Hi Jim,

> This is an interesting analysis and comparison between Oak
> Technology's OAKCDROM (proprietary) and Jack's UDVD2 (free
> with sources).
> 
> Have you shared this with Jack? I think he would want to
> see this so he can improve compatibility in his driver.

Yes, but was is busy with improving UHDD instead, as hinted
earlier today: The new version will support all sizes from
5 MB up with full features, as opposed to requiring larger
caches for some features before, or multiple-of-5-MB sizes.

It also will be smaller on disk, making UIDE more obsolete.

A relatively exotic feature to reserve "low XMS" for games
which are unable to use XMS > 16 MB will be dropped, but I
think HIMEM already has a command line option to reserve
XMS 2 in that way, letting only XMS 3 prefer "high" XMS?

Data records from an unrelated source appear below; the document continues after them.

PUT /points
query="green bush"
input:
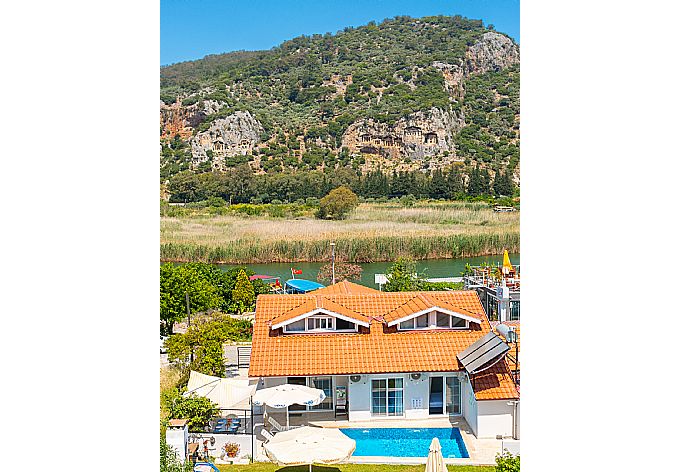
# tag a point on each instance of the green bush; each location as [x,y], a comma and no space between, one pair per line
[506,462]
[169,460]
[198,410]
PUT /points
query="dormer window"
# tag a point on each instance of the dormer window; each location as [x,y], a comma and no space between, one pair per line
[320,323]
[433,320]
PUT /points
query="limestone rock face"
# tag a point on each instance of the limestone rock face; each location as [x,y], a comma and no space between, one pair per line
[233,135]
[421,137]
[453,78]
[493,52]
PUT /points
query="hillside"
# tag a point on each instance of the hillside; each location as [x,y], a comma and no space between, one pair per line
[436,96]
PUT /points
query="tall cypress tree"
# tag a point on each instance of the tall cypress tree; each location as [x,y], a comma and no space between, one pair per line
[475,184]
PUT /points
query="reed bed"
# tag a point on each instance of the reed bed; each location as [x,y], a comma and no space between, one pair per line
[374,232]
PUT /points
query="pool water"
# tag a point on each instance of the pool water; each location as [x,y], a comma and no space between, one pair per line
[406,442]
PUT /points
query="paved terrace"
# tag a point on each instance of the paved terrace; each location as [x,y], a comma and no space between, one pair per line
[482,451]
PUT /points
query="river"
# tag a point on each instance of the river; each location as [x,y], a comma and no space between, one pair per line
[432,268]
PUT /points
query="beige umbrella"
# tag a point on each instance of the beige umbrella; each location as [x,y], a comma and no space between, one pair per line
[282,396]
[434,462]
[309,445]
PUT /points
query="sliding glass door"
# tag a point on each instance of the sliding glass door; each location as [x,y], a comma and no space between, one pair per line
[387,397]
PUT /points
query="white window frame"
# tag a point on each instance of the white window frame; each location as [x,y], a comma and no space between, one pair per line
[432,320]
[428,323]
[329,320]
[304,324]
[431,312]
[322,313]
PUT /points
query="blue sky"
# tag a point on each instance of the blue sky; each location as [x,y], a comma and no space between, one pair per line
[191,29]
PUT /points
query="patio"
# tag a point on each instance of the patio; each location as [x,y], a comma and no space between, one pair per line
[482,451]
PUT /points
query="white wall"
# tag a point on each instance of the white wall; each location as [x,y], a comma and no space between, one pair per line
[494,417]
[360,396]
[469,406]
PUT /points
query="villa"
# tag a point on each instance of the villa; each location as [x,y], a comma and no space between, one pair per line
[388,356]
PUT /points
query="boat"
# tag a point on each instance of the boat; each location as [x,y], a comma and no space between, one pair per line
[301,286]
[270,280]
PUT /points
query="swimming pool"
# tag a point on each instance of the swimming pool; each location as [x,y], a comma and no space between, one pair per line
[406,442]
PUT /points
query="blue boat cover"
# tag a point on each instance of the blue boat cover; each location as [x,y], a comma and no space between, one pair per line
[301,286]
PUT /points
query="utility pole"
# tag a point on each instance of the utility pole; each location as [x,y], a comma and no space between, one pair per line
[333,261]
[189,324]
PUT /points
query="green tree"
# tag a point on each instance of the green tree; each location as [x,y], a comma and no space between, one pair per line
[169,460]
[175,282]
[503,184]
[198,410]
[201,347]
[337,204]
[243,296]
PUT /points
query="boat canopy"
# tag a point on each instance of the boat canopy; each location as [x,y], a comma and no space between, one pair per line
[301,286]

Jack has shared another important warning: RayeR has seen
BIOS / hardware combinations where UHDD has to be loaded
after HIMEM, before EMM386 and outside UMB. Broken UMB
DMA or VDS support, I guess? So it is good that the docs
now present this workaround. Of course this will not be
possible with JEMMEX at all, because there is no "after
HIMEM, before EMM386" moment with when you use JEMMEX.

Another FreeDOS work-around from Jack: If you use the
HMA option /H of his drivers, you have to load them via
DEVLOAD in autoexec, because the FreeDOS HMA allocation
offerings while config sys is running are incompatible:
They would not allow the drivers to acquire HMA space.

Some final performance remarks: XHDD has a /P option
to keep more metadata in DOS RAM instead of XMS, which
uses more DOS RAM, but is slightly faster. UHDD does
not have that option. Making int 15.87 faster while
JEMM386 is active would improve speed: MS EMM386 is
faster, in spite of JEMM386 supporting vm86 VME as
far as I remember? An item for a Japeth-wishlist :-)

Still, I would prefer MS EMM386 style I/O traps first,
because various Sound Blaster emulators need those.

To get back to the "read UPC code" function: Jack is
not convinced that this would be useful and I can see
in online forums that users can simply select the UPC
they want to burn, so it seems odd that copy protected
games would just rely on UPC. I suggest that somebody
performs my suggested experiment first: Test whether
blocking the OAKCDROM "read UPC code" function will
result in breaking copy protected games with similar
symptoms compared to testing those games with UDVD2.